Dahlia waved forward more men with LAWs rockets. As the volume of Coalition fire increased, she knew she was close to ending the luck of this Colonel Collins. Her embarrassment would be erased and she would be able to look at herself once more without the shame of Collins around her neck.
She smiled, as the pitiful return fire was so ineffective that her men were starting to take chances by standing and taking better aim, pinning Collins and his few men down. It was now only a matter of time. Dahlia saw the men above her on the slope arming the rockets, and when she looked back down the incline she saw one of her men kick something along the ground. It was just dumb luck that she had seen it at all. The black case gleamed in the firelight flickering onto the slope as it skidded to a stop not five feet from her position.
Her eyes widened when she recognized the transmitter. Dahlia knew it was a geo-positioning transmitter, the sort used as a portable ground-penetrating lasing system.
“That crazy bastard is trying to kill us and himself!” she screamed indignantly as she broke free of her safe position and ran down the slope toward the return fire of Collins and his people.
The signal of the laser beacon was weakened by the topsoil and sand above it, but
it was enough for the seeker head located in the nose of the bomb to lock on to.

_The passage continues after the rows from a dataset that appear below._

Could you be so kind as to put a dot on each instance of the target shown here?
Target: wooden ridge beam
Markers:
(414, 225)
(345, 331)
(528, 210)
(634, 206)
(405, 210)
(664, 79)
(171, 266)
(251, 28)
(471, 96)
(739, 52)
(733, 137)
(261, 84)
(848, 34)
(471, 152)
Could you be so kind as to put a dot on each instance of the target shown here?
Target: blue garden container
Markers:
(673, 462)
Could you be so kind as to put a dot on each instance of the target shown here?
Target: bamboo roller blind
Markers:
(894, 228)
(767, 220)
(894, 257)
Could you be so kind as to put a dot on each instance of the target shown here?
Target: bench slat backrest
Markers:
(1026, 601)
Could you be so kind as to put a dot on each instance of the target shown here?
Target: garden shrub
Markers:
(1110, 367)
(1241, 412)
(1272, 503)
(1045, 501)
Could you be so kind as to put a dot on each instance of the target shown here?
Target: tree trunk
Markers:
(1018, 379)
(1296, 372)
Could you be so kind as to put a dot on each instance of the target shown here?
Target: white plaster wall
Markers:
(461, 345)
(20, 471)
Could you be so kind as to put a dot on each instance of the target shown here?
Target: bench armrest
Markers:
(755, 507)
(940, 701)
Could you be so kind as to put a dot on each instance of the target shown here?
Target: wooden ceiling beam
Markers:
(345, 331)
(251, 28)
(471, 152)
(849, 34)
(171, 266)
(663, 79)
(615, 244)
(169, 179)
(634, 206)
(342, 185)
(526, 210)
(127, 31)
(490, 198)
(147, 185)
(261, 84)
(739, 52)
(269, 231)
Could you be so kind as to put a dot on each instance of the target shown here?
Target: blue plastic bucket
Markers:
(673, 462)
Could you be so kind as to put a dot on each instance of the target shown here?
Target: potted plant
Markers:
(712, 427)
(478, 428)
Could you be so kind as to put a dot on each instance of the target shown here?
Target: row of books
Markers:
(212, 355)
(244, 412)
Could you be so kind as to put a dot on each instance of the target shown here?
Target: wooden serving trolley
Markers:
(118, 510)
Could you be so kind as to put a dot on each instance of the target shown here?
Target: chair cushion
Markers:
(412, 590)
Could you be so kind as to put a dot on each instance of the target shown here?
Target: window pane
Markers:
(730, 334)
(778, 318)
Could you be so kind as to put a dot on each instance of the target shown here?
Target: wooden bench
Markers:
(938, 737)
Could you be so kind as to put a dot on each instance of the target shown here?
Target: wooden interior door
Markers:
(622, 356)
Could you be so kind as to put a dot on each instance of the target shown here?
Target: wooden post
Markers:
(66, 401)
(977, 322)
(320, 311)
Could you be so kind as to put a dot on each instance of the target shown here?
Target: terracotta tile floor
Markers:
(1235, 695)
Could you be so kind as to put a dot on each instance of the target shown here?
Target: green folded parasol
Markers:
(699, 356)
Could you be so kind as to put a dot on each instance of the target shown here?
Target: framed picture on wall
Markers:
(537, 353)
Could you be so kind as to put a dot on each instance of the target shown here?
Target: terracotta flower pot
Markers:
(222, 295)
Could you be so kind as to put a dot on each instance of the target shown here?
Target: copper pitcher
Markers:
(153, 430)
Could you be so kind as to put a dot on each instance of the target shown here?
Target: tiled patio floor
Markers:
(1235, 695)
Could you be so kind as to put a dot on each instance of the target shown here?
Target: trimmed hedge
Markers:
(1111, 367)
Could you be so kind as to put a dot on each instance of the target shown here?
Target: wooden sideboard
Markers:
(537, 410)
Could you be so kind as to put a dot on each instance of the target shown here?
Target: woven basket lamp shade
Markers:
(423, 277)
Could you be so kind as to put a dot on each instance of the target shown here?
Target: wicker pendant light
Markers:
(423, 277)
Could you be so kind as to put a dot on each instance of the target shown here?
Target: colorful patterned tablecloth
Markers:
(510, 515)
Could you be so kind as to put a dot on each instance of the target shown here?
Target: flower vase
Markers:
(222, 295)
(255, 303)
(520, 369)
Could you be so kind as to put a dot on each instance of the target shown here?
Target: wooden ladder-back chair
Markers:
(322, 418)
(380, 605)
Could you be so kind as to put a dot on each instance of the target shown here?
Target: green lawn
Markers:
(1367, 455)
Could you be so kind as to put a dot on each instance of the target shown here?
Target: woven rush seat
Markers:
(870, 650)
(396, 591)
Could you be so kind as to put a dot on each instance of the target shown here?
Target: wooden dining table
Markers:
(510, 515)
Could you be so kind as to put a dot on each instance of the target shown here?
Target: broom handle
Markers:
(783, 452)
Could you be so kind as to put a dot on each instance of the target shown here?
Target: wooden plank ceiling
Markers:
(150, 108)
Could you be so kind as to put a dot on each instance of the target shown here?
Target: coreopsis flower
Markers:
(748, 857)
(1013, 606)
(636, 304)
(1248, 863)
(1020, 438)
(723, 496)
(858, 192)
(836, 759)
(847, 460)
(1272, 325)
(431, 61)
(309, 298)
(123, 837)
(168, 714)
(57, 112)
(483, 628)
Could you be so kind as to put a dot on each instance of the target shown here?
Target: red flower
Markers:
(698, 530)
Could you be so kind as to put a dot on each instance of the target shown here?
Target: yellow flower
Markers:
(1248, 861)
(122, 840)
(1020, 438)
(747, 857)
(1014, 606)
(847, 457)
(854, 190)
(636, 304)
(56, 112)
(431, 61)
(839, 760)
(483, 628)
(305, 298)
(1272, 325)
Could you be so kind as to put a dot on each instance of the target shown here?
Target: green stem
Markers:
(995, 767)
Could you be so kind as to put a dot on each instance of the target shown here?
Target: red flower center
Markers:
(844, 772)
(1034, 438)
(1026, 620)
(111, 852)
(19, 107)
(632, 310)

Small fins fore and aft maneuvered the fat weapon onto its glide path. This particular smart bomb was the largest in the U.S. inventory capable of guided flight. Falling from a height of thirty thousand feet, it had little trouble penetrating the thickness of the earth.
The world above and in front of them came crashing down. The bomb exploded off-target two hundred feet behind where the slope started in the natural portion of the cave. The fireball killed every man on his feet and buried the rest. The pillars of the temple cracked and started falling as Jack and the others broke for the water below them. They felt the heat burn their skin as they dived just as the earthen roof came cascading down.
Collins was the last to dive into the water and it was he who saw Dahlia as she was catapulted forward, cartwheeling through the air. She landed in the rushing torrent of water and immediately disappeared. Collins dived in and grabbed a handful of hair. He pulled her to the surface just as they shot into the mouthlike cave, and then the world around them went dark.
Jack held on to Dahlia as he tried to relax his body and allow the current to take them where it wanted. His only struggle was to keep the unconscious woman’s head above water. At certain points, he found, the harsh current went far beneath the underground roof of the ancient river as it sped along. He saw momentary flashes of light ahead and heard the shouting of the others above the din of the rushing Blue Nile. Bright mineral deposits gleamed wetly as they screamed passed.
Jack’s shoulder struck a stalactite and he careened into the smooth, age-worn wall, then a rip current pulled him and Dahlia under. Collins thought that this was where the river disappeared far below the desert and would not rise again until its waters mixed with those of the surface Nile far from where they were.